Airflow scheduled dag_run time changes if DAG is run manuallly

481 Views Asked by At

I'm using Airflow 2.2.5 built from the official docker image with a Postgres database. Let's say as an example I have a DAG set to run daily at 2am. As long as I only turn it on a let it run, the process works fine and the DAG runs daily at 2am as intended, but if for some reason I need to do a manual run, say at 11am, now on the next day (and all the following ones) the DAG will run automatically at 11am instead of the programmed 2am.

I'v tried using cron expressions instead of the datetime.timedelta for the schedule_interval and even though in the UI it appears the DAG will run at 2am (despite the 11am manual run), the DAG actually only runs at 11am contrary to the UI indication.
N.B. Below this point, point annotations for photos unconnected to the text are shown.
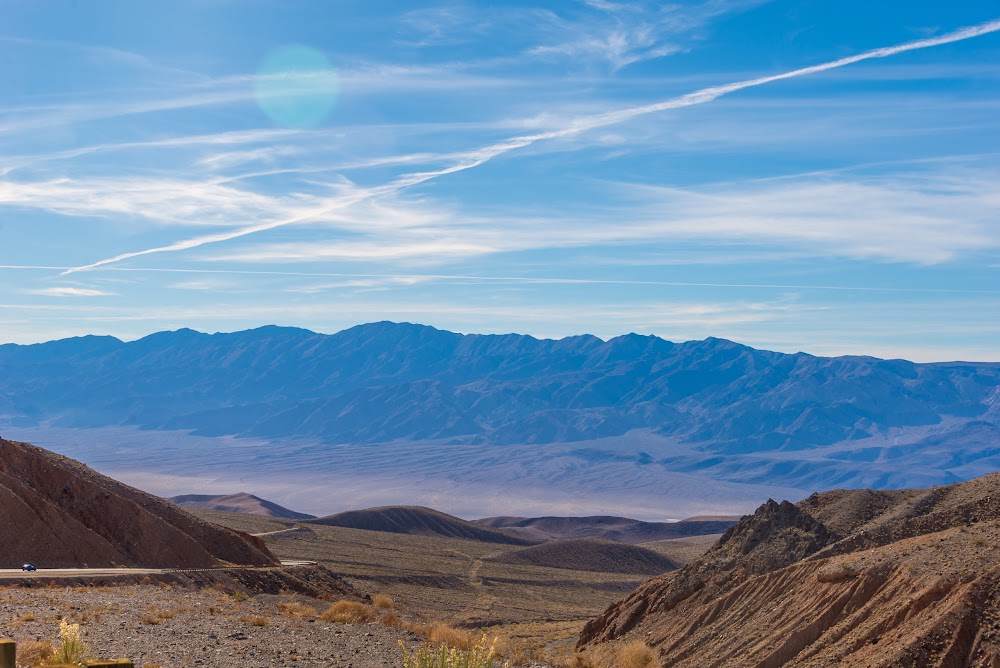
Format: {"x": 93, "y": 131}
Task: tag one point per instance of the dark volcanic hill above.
{"x": 843, "y": 578}
{"x": 237, "y": 503}
{"x": 883, "y": 423}
{"x": 617, "y": 529}
{"x": 590, "y": 554}
{"x": 55, "y": 512}
{"x": 418, "y": 520}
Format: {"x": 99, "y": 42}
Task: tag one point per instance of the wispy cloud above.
{"x": 571, "y": 128}
{"x": 65, "y": 291}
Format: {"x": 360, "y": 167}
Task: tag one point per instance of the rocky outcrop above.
{"x": 55, "y": 512}
{"x": 912, "y": 583}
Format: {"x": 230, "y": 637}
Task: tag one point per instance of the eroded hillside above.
{"x": 58, "y": 513}
{"x": 844, "y": 578}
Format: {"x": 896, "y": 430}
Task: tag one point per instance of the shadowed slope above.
{"x": 57, "y": 512}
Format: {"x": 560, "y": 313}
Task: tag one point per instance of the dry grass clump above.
{"x": 481, "y": 655}
{"x": 71, "y": 650}
{"x": 349, "y": 612}
{"x": 383, "y": 601}
{"x": 635, "y": 654}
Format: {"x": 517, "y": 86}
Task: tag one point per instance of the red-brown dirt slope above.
{"x": 843, "y": 578}
{"x": 55, "y": 512}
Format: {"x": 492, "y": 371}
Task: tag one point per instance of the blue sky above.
{"x": 745, "y": 169}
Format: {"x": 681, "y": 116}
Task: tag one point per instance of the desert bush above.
{"x": 481, "y": 655}
{"x": 635, "y": 654}
{"x": 349, "y": 612}
{"x": 384, "y": 601}
{"x": 71, "y": 648}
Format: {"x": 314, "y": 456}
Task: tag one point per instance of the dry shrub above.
{"x": 635, "y": 654}
{"x": 482, "y": 654}
{"x": 349, "y": 612}
{"x": 384, "y": 601}
{"x": 35, "y": 653}
{"x": 255, "y": 620}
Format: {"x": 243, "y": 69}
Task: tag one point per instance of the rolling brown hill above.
{"x": 590, "y": 554}
{"x": 57, "y": 512}
{"x": 843, "y": 578}
{"x": 618, "y": 529}
{"x": 238, "y": 503}
{"x": 418, "y": 520}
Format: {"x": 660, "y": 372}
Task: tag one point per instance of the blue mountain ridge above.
{"x": 386, "y": 381}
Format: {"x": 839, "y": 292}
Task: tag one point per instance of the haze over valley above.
{"x": 389, "y": 413}
{"x": 528, "y": 334}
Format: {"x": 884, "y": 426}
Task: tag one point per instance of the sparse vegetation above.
{"x": 349, "y": 612}
{"x": 481, "y": 655}
{"x": 635, "y": 654}
{"x": 383, "y": 601}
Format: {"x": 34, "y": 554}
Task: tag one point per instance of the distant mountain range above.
{"x": 387, "y": 382}
{"x": 240, "y": 502}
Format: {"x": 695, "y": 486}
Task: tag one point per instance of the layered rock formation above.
{"x": 55, "y": 512}
{"x": 843, "y": 578}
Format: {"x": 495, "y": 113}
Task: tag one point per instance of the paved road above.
{"x": 13, "y": 573}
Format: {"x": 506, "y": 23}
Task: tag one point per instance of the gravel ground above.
{"x": 172, "y": 627}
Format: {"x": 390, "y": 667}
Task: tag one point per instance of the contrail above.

As anyone else noticed this behavior? And is there anything I can do to prevent the manual runs from interfering with the scheduled ones?

Thanks

1

There are 1 best solutions below

1
Hussein Awala On

Airflow is a data flow tool, and each run will give you some context variables to use them in your processing:

  • data_interval_start: it's the first date in the data you will process, it's equal to the previous run end date
  • data_interval_end: it's the last date in the data you will process

So if you are using these variables to filter the data you want to process, you cannot change the schedule_interval just for running a manual run, because if you use 0 11,12 * * * for example, you will have two runs per day:

  • the first one with data_interval_start=12h00 of the previous day and data_interval_end=11h00 of the current day (23 hours)
  • and the second after an hour with data_interval_start=11h00 of the current day and data_interval_end=12h00 of the current day (1 hour)

But if you have a dag which use the full data at each run, or a dag which do some tasks without using any data, you can trigger it manually by different ways:

  • UI: click on the bottom Trigger DAG in the dag page
  • CLI: use the command airflow dags trigger <dag_id> (doc)
  • API: POST api/v1/dags/{dag_id}/dagRuns(doc)
  • Airflow plugins: create a FlaskAppBuilder form to create the runs with a python method (complicated, you can use it only for some use cases)